The best place to get help about a Kaggle challenge is on Kaggle forums. There are plenty of fastai users there to assist. Here is an excellent place to start https://www.kaggle.com/c/humpback-whale-identification/discussion/74647
I get an exception
Exception: Your validation data contains a label that isn't present in the training set, please fix your data.
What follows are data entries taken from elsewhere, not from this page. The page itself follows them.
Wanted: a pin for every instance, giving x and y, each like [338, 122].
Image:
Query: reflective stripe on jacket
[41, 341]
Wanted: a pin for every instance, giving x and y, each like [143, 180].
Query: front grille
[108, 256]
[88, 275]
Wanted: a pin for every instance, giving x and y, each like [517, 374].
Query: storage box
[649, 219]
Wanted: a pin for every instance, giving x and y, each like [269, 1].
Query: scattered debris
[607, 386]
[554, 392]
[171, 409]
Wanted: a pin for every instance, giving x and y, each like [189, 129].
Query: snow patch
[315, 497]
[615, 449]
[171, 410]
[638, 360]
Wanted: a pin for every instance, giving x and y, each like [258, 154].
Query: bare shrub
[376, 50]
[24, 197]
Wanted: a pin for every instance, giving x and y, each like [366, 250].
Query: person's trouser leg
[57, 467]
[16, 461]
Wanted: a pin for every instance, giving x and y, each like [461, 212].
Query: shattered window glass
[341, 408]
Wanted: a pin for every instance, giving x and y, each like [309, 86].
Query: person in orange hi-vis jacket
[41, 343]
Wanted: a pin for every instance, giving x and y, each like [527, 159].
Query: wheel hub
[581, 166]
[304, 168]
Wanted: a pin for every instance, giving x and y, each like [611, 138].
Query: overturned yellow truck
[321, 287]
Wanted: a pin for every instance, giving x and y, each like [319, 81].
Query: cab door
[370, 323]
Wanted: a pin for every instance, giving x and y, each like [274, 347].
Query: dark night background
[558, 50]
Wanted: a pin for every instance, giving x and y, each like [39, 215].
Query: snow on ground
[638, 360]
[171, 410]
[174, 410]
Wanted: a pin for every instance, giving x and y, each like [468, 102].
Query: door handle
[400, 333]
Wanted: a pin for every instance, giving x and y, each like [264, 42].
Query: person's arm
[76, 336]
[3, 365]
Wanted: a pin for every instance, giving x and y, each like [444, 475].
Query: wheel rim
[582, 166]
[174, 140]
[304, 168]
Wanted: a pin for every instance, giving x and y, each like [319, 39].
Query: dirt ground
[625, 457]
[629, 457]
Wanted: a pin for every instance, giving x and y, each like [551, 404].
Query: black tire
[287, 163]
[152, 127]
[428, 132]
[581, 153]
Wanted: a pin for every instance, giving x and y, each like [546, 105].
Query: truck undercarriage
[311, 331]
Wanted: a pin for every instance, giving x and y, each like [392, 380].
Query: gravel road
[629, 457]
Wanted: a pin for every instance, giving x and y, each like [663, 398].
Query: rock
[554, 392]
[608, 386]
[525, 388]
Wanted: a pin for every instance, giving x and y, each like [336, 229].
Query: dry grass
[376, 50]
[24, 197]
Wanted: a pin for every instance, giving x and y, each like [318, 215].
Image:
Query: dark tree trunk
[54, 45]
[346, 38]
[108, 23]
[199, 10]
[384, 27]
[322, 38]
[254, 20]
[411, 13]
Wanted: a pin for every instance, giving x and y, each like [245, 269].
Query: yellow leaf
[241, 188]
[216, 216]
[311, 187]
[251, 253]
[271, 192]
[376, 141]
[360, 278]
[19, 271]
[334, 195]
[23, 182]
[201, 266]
I guess we need to do some preprocessing, or is there a nice flag to skip these small categories? I’ve spend 10 mins reading various threads with no solution
Thanks! It’s clear.
Very specific competition
Nearly all the non-playground Kaggle challenges are specific in some way. That’s why the sponsors are crowd sourcing for solutions. And also why they are great challenges for students/researchers/practitioners, as you have to use lateral thinking and discipline as well as the latest DL techniques. Persevere and enjoy!
I just started on lesson 1 of the 2019 course. Just wondering if they are they going to go over scenarios where you have labels that have 1 to a few images?
Just want to add to this part.
After a bit of research (understanding the fast-ai lib better), it seems that when you do random split, the random_split_by_pct() will actually complain if you dont have enough data to support a class.
So I dig into the source file, here is the link
It seems that if you do 20% split, if you dont have 5 data for a class,
cut = int(valid_pct * len(self))
To have cut = 1, you will need len(self) = 5, so 0.2*5=1
Otherwise you are returning empty list rand_idx[:0] is 
2 solutions I guess
- you drop the rare cases (not applicable in this case…)
- you fill the gaps to the train dataset to make it has enough data (still hard 5k+ unique label out of 20k+ data)
Or you could find a smart way to supply the validation set (manually label some data as valid…etc)
I have figured out a easy way if you want to get things down quickly…
src = (ImageItemList.from_csv(’…/input/’,‘train.csv’,folder=‘train’)
data = (src.transform(get_transforms(),size=224)
You can do no split, so now you dont have a validation set. It will not be good since you cant tell how your model is doing (bias?overfiting?)
But at least you can get the things going.
I will try to figure out a way to supply the validation set and post back.
Thank you for interesting read! Another approach from https://www.kaggle.com/c/humpback-whale-identification/discussion/74647 suggested by Rob is Siamese network, where you test if two images are of the same object.
Sounds good. One thing came to my mind when I saw this post yesterday was Siamese network, as it can solve one-shot learning / verification smoothly (as far as I know).
I know how to implement it in keras, but don’t really know how to create layers using fastai lib.
Thank you so much for providing such a great example
@heye0507 Perhaps it is a good candidate for augmentation also
Have you solved the problem of train/validation split?
Validation should contain images which are not in train, but many whales only have one image. I have it working in keras (easy), but I am new to fastai and do not know how to
make custom validation set (need to take 20% images but only from whales that have more than 4 pictures)
I made one on kaggle kernel, if you want, you can take a look.
Basically I sampled each whale with number of images * 20%, if it it’s more than 0.5, then take 1
so if 3 images, 30.2=0.6, split 1 to valid
if 2 images, 20.2 = 0.4, keep in train…
with fastai resnet 50 with some tuning, you can reach about 0.6+ on map5. Which is about top 50% on leader board.
but if you want something more, you probably need to implement it on Siamese network. (fastai + pytorch?)
Thanks great idea! I failed to make progress
I have done that competition before (playground version), and I have many ideas how to proceed and what is working and what is not. I know how to do it keras but not in fastai. I think fastai’s layer-level learning rate is a big advantage: I need it in keras.